Est-ce que l’enseignement a changé votre pratique artistique ?
Bien sûr, enseigner m’a beaucoup appris, parce qu’on est obligé de verbaliser les choses. Il faut imaginer des cours pour que des étudiants apprennent les fondamentaux de la peinture, et réfléchir : « qu’est-ce que sont les fondamentaux ? Comment est-ce que je peux leur faire comprendre ceci ou cela ? » J’ai élaboré des sujets, des déroulés de travail et c’était très intéressant. Je me souviens d’un sujet que j’ai donné un jour à Amiens. Il fallait faire un personnage vert, et je ne faisais pas encore mes filles vertes à ce moment ! Je ne sais pas comment m’est venue cette idée. J’ai donné ce sujet aux étudiants et j’ai vu de très bons résultats. Je l’ai fait à mon tour quelques années après, en pensant inconsciemment à ça, comme une vieille idée qui reste. L’enseignement m’a aussi beaucoup aidée à m’exprimer. Quand j’ai commencé, pendant les dix premières années j’étais ingérable, il y avait des gens à qui je n’osais pas parler, puis je rigolais tout le temps. Je me souviens de ce que j’avais dans la tête : pas grand-chose !
Et d’enseigner, de voir les travaux des élèves, est-ce que ça vous donne à voir des tendances de la peinture contemporaine ?

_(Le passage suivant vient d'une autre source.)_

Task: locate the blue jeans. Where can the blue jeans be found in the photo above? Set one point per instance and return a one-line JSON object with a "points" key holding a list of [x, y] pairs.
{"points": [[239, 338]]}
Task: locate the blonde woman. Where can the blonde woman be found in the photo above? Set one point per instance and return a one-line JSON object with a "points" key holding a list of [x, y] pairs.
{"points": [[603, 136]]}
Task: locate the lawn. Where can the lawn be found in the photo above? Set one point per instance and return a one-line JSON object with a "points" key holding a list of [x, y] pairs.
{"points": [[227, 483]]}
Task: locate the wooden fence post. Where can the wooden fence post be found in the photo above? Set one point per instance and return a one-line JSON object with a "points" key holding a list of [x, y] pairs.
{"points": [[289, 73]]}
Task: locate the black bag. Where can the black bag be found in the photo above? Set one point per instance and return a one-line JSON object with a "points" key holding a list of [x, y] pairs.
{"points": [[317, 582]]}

C’est sûr que souvent ils me surprennent, c’est très agréable. Il y a aussi beaucoup d’étudiants qui font un peu toujours les mêmes choses. Je pense qu’il faut passer par certaines étapes et que c’est normal de passer par ces étapes-là. C’est très intéressant parce que ça vous détache un peu de vous-même et ça vous met dans une perspective globale. Et puis il y a aussi des typologies de peintres : il y a ceux qui sont conduits par la forme, d’autres par le sujet… J’aime bien voir cela, et j’essaie de faire que chacun voie un peu où il se trouve. J’ai l’impression que je fais plus de la psychologie, que mon enseignement c’est psychologique et technique, avec assez peu de théorie ou de philosophie. Quand j’étais petite je disais « je serai peintre ou psychanalyste ». Alors je suis heureuse, parce que c’est un peu les deux !

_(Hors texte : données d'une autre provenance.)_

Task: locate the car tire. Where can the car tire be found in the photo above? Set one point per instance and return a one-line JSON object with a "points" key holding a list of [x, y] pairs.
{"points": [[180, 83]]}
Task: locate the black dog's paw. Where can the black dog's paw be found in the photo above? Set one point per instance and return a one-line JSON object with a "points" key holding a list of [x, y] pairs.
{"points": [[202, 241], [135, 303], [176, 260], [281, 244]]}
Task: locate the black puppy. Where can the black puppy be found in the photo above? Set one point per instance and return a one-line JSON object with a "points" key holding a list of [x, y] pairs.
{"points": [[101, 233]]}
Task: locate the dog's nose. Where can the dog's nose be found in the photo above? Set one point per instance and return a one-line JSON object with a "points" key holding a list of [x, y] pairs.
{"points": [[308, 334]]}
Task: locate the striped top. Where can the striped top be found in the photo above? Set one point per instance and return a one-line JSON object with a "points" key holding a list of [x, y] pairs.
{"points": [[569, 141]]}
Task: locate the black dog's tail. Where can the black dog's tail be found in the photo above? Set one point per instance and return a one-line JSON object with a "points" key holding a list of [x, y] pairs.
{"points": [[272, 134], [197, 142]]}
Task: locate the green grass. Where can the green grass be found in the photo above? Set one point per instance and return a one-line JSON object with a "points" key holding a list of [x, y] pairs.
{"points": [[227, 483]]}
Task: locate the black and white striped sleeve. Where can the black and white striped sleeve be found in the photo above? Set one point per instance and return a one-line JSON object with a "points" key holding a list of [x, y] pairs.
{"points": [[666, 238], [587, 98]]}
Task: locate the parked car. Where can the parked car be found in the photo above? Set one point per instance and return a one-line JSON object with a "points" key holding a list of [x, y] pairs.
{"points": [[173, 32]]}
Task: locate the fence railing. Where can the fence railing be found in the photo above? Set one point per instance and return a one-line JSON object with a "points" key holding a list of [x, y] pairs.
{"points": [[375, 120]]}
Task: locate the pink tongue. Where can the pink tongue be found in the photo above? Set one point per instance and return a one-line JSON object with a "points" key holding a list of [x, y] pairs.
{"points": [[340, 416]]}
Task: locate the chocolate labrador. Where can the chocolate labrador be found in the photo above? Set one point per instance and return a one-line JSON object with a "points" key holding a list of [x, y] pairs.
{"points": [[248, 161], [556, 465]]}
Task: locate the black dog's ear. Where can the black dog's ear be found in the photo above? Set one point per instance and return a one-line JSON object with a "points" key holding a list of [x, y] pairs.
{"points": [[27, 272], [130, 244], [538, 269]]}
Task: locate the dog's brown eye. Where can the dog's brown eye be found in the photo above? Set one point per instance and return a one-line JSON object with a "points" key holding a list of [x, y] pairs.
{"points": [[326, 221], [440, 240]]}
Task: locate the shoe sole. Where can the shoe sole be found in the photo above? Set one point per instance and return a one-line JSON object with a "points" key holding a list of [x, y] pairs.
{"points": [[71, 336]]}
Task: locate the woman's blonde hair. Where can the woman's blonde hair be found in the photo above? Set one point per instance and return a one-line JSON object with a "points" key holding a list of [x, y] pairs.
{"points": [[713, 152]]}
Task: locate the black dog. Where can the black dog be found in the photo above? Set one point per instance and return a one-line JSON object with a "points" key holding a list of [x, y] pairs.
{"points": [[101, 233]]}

Et parmi ces typologies, où est-ce que vous vous situez ?
Je pense que je suis une obsessionnelle, j’en suis sûre. Et ça se voit aussi dans ma façon de gérer mon archivage et de m’occuper de mes affaires. Même s’il y a toute une part de lutte et une gestion compliquée – m’imposer de faire un certain nombre de peintures –, la peinture est une chose qui m’équilibre. Je suis donc reconnaissante de pouvoir continuer à être névrosée sans trop souffrir, et j’utilise mes névroses pour peindre. C’est parfois plus ou moins douloureux et compliqué, parfois complètement inconscient, mais je pense avoir réussi à trouver un équilibre qui me satisfait. Je suis vraiment consciente que pour la plupart des gens qui ont envie de peindre, il y a aussi tout un rapport psychologique en jeu. C’est là que c’est intéressant, et ça donne à réfléchir même devant le travail d’artistes connus.

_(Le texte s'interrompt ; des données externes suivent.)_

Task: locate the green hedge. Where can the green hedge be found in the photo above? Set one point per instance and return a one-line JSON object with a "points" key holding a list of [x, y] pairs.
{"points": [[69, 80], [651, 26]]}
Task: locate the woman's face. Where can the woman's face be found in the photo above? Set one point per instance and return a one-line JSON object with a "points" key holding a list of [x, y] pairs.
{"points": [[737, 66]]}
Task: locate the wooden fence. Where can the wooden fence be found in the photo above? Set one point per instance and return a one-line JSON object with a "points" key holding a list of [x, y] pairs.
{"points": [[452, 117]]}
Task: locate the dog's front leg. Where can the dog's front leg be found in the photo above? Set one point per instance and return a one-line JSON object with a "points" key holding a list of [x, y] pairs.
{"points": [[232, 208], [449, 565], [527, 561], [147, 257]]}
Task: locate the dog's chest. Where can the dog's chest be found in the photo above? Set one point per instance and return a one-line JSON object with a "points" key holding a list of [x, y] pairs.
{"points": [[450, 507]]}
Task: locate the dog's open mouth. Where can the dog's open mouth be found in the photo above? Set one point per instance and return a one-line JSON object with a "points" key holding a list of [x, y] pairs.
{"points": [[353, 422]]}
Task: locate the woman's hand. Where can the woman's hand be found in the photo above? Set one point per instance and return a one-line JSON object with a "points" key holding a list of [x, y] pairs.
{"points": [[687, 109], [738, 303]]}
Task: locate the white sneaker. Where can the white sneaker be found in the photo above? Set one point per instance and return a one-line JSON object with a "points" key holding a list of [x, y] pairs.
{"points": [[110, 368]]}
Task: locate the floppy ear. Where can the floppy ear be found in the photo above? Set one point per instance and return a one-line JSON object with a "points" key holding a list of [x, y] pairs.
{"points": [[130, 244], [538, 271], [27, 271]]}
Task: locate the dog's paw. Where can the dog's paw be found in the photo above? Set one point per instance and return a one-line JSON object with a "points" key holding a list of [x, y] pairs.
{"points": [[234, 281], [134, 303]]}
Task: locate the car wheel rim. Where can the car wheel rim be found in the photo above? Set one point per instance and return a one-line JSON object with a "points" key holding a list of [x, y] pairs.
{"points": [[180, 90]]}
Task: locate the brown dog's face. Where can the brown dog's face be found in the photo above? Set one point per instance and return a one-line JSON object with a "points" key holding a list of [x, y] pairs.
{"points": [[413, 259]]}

Comment la peinture transforme ou affecte les obsessions et les images ?
Je ne dirais pas qu’elle les transforme, je dirais qu’elle les révèle. C’est-à-dire qu’elle les matérialise. Je vis avec un comédien. Un comédien a son corps, et on lui donne des instructions. Moi c’est tout le contraire, je me donne mes propres instructions, et je sors quelque chose de mon corps qui devient indépendant de moi. Ça me permet de révéler et de m’en détacher. Je pense que c’est ce que j’aime dans la peinture, et aussi que c’est quelque chose qu’on peut regarder, quelque chose qui passe par les yeux. Je suis complètement visuelle : pour me souvenir des choses, j’ai des images dans la tête, mais pas du tout des mots. Mon compagnon comédien lui est dans les mots.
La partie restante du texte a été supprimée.